Although the savage cuts to local government budgets announced this week might mean your bins spill aimlessly onto the street and the village library becomes a derelict haven for youth vandalism, there could be a silver lining for investors.
Outsourcers and consultants are likely to benefit as they try to make the sprawling local government machine more efficient. You might have to travel further to borrow the latest Dan Brown page-turner from your not-so-local library, but hopefully, you'll receive a tasty long-term return on your investments.
That's because Communities Secretary Eric Pickles' cuts are front-loaded, with the formula grant from central government coffers reduced by 9.9 per cent next year and 7.3 per cent the following year. Crucially, Mr Pickles was quoted as recommending that authorities share chief executives, back-office systems and increase procurement efficiency.
This urgency of rhetoric will doubtless spur the management of large outsourcers such as Capita and Serco to get their foot in the door early. It will also be encouraging for those with more niche operations, such as social housing repairs and maintenance provider, Mears. Capita estimated at the start of this year that just 30 local authorities had signed major outsourcing deals for back-office management, out of a total of 468. Since then, a few councils, such as Suffolk, have indicated they will outsource 90 per cent of work over the next 10 years. Many more are now likely to follow.
After a torrid 2010 that saw a hiatus of deal-making due to uncertain government budgets, as well as fighting talk from the Cabinet Office on suppliers' margins, this Localism Bill could mark a turning point for outsourcers and facilities management groups exposed to the sector. These companies saw a de-rating of 8.6 per cent in 2010, according to broker Peel Hunt, while the overall support services arena saw a re-rating of 16 per cent.

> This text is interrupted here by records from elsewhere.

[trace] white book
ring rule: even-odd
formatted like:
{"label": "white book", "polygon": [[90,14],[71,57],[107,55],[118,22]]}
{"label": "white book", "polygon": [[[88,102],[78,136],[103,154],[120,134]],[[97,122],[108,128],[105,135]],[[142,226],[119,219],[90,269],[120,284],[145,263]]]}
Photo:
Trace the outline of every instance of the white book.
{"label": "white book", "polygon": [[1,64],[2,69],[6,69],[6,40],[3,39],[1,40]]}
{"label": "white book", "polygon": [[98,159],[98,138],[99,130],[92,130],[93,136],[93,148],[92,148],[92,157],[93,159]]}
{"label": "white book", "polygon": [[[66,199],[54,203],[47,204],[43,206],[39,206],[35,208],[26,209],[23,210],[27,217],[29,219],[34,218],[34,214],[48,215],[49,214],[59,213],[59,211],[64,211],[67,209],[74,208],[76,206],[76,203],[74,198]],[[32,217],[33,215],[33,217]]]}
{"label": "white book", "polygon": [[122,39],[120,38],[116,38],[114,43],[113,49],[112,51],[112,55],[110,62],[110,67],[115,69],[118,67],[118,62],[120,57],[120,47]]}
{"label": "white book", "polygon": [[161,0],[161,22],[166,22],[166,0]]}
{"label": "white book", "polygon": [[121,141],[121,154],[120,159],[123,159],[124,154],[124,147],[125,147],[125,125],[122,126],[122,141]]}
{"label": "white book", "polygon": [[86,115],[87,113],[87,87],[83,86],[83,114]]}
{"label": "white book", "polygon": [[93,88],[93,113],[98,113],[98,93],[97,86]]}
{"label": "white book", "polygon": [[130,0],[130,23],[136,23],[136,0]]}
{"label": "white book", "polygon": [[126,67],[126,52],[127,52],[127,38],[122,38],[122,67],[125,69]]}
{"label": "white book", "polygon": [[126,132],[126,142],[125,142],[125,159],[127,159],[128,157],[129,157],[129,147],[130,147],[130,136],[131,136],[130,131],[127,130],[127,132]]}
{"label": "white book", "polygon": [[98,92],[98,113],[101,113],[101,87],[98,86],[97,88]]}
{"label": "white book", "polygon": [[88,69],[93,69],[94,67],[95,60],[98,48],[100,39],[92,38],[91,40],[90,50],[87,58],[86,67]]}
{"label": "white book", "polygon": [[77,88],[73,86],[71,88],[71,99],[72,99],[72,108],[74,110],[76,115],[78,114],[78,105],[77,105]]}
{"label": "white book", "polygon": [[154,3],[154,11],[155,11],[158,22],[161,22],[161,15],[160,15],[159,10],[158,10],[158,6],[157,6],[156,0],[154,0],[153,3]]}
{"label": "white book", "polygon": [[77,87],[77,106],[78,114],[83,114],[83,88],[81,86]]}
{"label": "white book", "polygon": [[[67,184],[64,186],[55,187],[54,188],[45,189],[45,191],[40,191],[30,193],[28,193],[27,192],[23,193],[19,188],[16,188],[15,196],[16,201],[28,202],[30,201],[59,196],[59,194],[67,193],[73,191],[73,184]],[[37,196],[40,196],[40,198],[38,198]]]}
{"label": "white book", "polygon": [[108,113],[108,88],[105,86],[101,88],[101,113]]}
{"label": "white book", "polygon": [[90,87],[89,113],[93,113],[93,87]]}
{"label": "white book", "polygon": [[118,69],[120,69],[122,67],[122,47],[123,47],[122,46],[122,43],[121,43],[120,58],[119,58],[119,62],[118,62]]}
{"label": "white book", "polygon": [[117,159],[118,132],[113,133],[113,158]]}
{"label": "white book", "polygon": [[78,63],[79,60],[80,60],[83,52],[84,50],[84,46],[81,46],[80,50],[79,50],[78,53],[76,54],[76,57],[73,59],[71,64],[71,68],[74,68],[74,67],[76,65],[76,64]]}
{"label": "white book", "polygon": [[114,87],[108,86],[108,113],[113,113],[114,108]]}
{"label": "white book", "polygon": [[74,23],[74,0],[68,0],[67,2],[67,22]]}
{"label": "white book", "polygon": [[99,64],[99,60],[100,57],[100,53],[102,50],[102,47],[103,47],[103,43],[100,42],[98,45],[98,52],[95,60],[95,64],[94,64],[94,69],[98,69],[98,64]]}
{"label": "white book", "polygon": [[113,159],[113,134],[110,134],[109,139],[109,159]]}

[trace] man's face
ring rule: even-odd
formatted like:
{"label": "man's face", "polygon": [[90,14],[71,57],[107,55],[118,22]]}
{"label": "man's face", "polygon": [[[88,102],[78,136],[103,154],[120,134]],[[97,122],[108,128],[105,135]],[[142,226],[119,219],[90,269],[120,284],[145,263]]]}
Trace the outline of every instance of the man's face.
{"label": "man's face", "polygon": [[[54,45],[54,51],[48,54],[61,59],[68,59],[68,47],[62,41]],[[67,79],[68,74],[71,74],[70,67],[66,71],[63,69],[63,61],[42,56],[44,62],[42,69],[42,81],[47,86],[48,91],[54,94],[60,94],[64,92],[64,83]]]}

Serco was the only winner among the outsourcers, seeing a 14 per cent re-rating, which could be due to group's greater international exposure compared with Capita and Babcock. But we think Babcock's transformational VT deal will mean the shares make ground in 2011, while Mouchel's high local government exposure and strong de-rating in 2010 compared with other consultants, might mean its shares also have a good year.